When did you start to read? How did you learn?
I don’t remember how I learned to read. What I do know is that I could read from earliest memory. Books were part of my life, from comics in the daily paper to Saturday-morning trips to the library, from word games to the Weekly Reader summer book club. I was lucky my parents immersed me in books. All kids aren’t so fortunate, particularly children in low-income families.
The foundation for learning to read
- Research shows that by age 5, a typical middle-income child recognizes 22 letters of the alphabet, compared to 9 letters for a child in a low-income family.
- Homes of middle-income children have 13 age-appropriate books per child. Homes of low-income children average 1 book for every 300 children.
- Children without much book experience, may not know capital from lower case letters. They may not know to start at the front and read to the back. Or to start at the top of the page.
Is it any surprise that these children aren’t well equipped to start kindergarten? Or to succeed later on? Research also shows that up until third grade, children learn to read. From third grade on, they read to learn.
I’ve read to my grandchildren at every opportunity since they were born, but I’ve always thought I should do more. This summer, I finally sought out a way to share my love of reading with more children. I found an avenue through the United Way of Central Iowa Book Buddy program.

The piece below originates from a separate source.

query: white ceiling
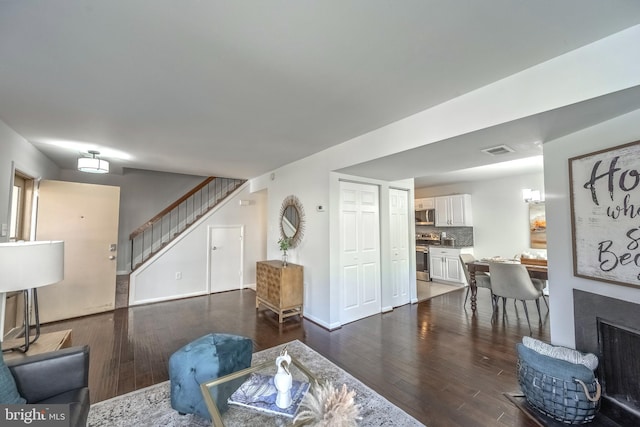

Book Buddies are committed to helping children be reading ready when they make the big move to kindergarten.
Each week, we Book Buddies arrive a few minutes early to read the assigned book of the week and absorb the instructions for aspects of the book to focus on. The first week, for instance, we talked about the author and illustrator. The next week, we talked about upper and lower case letters. Last week, we explored long and short words. We also read the book. All in two, twenty-minute sessions with two children.
Most weeks, I’m reading one-on-one with the same two children. So we get to know each other. I read with my children on Tuesdays. Another volunteer reads the same book to the children on Thursdays. This volunteer focuses on another aspect the book. There’s always something new to discover in a good book, right? On Friday, the teacher gives the child his or her very own copy of the book to take home and encourages the child to talk about the book with others in the family. Already, they’re sharing their enthusiasm for reading.
I am so excited by these four-year-olds. They’re bundles of energy and curiosity. And, they are so smart. Unstoppable Kendrick pointed out capital letters before I asked him. A more shy girl, Mulkie is eager to look for the letters of her name in the books. They are having fun with the books, and that’s the whole point.
Working with these children, I’m optimistic they will be ready for kindergarten. I’m thrilled they will end the year with their own library of 24 books, stories they can enjoy again and again and share with others. I’m excited to be part of their journey toward loving books as much as I do.
How were you introduced to reading? What ways have you found to share reading with others?